Comparing his jobs in the food service industry to those in the fields of education and social work helped him realize that a higher education would be necessary for what he wanted to pursue professionally. Working in food service, Deitz added, was not very fulfilling.
“It wasn’t what I really wanted to do with my life and that wasn’t the social scene I wanted to remain in through my young adult life,” Deitz said. On top of that, he realized he would need to graduate from college in order to progress in the education field.
“All of my superiors in the school district divisions had degrees,” he said.
He completed his application to UW-Madison for the second time and is now a freshman at the university.
While Deitz, Burpee and Anderson had only positive things to say about their gap years, a survey conducted by the Higher Education Institute at the University of California-Los Angeles, showed that of 300,000 first-time college students entering a four-year university, only 1.2 percent took a year off before entering college. Although the AGA said this number is steadily rising, Burpee said one possible explanation is that more students do not take this opportunity is because many do not know it is an option.

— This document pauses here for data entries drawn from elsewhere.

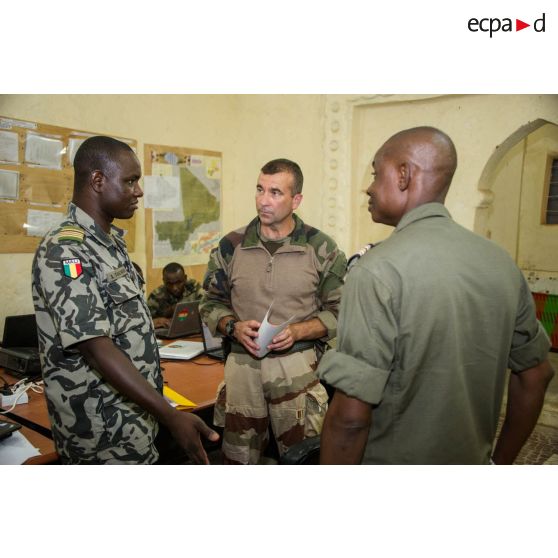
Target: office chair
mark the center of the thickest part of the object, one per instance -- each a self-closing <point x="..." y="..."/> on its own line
<point x="306" y="452"/>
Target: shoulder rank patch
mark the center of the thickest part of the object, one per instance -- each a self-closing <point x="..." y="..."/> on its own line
<point x="72" y="268"/>
<point x="71" y="233"/>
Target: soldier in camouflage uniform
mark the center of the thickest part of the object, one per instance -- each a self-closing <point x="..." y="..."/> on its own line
<point x="275" y="258"/>
<point x="176" y="288"/>
<point x="99" y="355"/>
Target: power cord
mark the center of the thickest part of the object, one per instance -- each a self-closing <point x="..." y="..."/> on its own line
<point x="20" y="388"/>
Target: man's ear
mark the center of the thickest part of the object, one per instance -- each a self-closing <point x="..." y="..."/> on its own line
<point x="97" y="180"/>
<point x="404" y="176"/>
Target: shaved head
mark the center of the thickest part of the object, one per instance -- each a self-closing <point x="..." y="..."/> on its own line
<point x="412" y="168"/>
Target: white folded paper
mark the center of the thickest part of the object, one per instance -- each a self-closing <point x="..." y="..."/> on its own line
<point x="268" y="331"/>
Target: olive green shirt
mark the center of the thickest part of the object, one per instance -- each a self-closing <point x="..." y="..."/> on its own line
<point x="430" y="320"/>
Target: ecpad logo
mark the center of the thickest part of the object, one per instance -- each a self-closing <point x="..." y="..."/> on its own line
<point x="495" y="24"/>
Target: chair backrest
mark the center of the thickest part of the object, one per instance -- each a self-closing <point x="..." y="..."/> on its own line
<point x="306" y="452"/>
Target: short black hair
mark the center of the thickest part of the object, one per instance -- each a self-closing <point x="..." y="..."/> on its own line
<point x="96" y="153"/>
<point x="285" y="165"/>
<point x="173" y="267"/>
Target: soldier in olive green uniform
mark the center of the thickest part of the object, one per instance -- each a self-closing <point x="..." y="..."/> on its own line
<point x="99" y="355"/>
<point x="275" y="258"/>
<point x="429" y="323"/>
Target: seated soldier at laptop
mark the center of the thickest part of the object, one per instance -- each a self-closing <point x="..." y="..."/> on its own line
<point x="176" y="288"/>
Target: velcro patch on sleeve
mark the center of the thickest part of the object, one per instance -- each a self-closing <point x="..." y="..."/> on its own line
<point x="71" y="233"/>
<point x="72" y="268"/>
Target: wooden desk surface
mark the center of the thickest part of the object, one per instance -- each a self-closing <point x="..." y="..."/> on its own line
<point x="42" y="443"/>
<point x="197" y="380"/>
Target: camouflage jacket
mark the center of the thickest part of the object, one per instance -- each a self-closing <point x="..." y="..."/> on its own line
<point x="84" y="286"/>
<point x="303" y="278"/>
<point x="161" y="302"/>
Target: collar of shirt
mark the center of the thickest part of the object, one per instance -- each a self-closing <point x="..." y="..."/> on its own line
<point x="87" y="223"/>
<point x="423" y="212"/>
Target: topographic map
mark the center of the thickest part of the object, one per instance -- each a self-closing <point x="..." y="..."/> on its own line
<point x="189" y="231"/>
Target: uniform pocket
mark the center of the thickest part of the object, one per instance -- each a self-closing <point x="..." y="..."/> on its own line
<point x="316" y="407"/>
<point x="125" y="305"/>
<point x="220" y="406"/>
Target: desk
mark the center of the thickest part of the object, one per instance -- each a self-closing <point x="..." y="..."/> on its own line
<point x="196" y="379"/>
<point x="42" y="443"/>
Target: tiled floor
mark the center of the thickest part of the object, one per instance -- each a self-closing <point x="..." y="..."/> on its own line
<point x="542" y="446"/>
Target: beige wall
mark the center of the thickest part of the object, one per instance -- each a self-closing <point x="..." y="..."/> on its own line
<point x="318" y="131"/>
<point x="248" y="129"/>
<point x="478" y="124"/>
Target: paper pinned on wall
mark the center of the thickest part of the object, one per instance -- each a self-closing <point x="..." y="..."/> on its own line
<point x="9" y="184"/>
<point x="43" y="151"/>
<point x="73" y="146"/>
<point x="9" y="147"/>
<point x="161" y="192"/>
<point x="40" y="222"/>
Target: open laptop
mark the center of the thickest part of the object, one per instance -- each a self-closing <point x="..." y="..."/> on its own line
<point x="19" y="352"/>
<point x="212" y="345"/>
<point x="185" y="321"/>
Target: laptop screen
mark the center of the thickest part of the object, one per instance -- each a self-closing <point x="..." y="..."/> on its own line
<point x="20" y="331"/>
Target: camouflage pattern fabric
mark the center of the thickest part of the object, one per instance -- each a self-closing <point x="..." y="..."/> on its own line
<point x="327" y="264"/>
<point x="84" y="286"/>
<point x="284" y="391"/>
<point x="161" y="302"/>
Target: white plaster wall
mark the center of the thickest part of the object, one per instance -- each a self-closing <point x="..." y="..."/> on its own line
<point x="478" y="124"/>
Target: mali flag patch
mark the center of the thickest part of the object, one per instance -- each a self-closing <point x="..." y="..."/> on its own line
<point x="72" y="268"/>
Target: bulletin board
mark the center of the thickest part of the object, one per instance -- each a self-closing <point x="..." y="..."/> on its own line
<point x="36" y="182"/>
<point x="187" y="230"/>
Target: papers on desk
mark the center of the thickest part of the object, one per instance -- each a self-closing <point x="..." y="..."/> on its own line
<point x="177" y="400"/>
<point x="182" y="350"/>
<point x="16" y="449"/>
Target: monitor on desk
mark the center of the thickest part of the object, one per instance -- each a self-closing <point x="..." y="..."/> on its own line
<point x="184" y="322"/>
<point x="19" y="352"/>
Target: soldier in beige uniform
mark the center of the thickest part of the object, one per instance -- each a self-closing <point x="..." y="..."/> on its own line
<point x="275" y="258"/>
<point x="99" y="356"/>
<point x="430" y="320"/>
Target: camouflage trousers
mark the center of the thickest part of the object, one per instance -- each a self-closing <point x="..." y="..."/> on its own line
<point x="282" y="391"/>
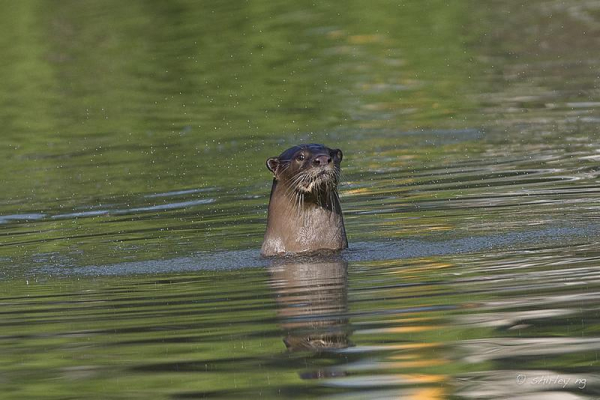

Though “higher education is definitely acknowledging the trend,” Anderson said the overwhelming approach is to continue right on to college after high school and just “get it done.”
Deitz agreed and said percieved competition among peers on social media might influence students to follow the standard education model.
“People present themselves on Facebook as being as successful as they can make themselves look,” Deitz said, which then creates a “competitive air” and pressure to follow what everyone else is doing.
Anderson, Burpee and Deitz all felt taking a gap year instead enhanced their undergraduate educations.
Additionally, Susan Nelson, a pre-health advisor at UW-Madison, said detouring from the traditional American education track can have similar benefits for undergraduates with graduate school aspirations.
“That time only strengthens your application,” Nelson said.
She and four other advisors help students throughout the process of applying to programs in various health professions. Admissions committees, according to Nelson, are looking for diversity in applicants. If taking a gap year and gaining work experience helps a student become more diverse, then she and the other pre-health advisors encourage students to do so.
Seeking diverse surroundings to differentiate oneself in the increasingly competitive academic pool may be what it takes to find the right path, according to Anderson.
Breaking away from the conventional American education model might give students the ability “to step back or realize that there are many diverse ways of thinking and living in the world,” Anderson said. There are unlimited ways to do so, she added.
According to Anderson, further integration of the gap year into the American education culture will require increasing focus on experiential learning and broadening the accepted ways students can spend their time if they choose to break from the traditional route.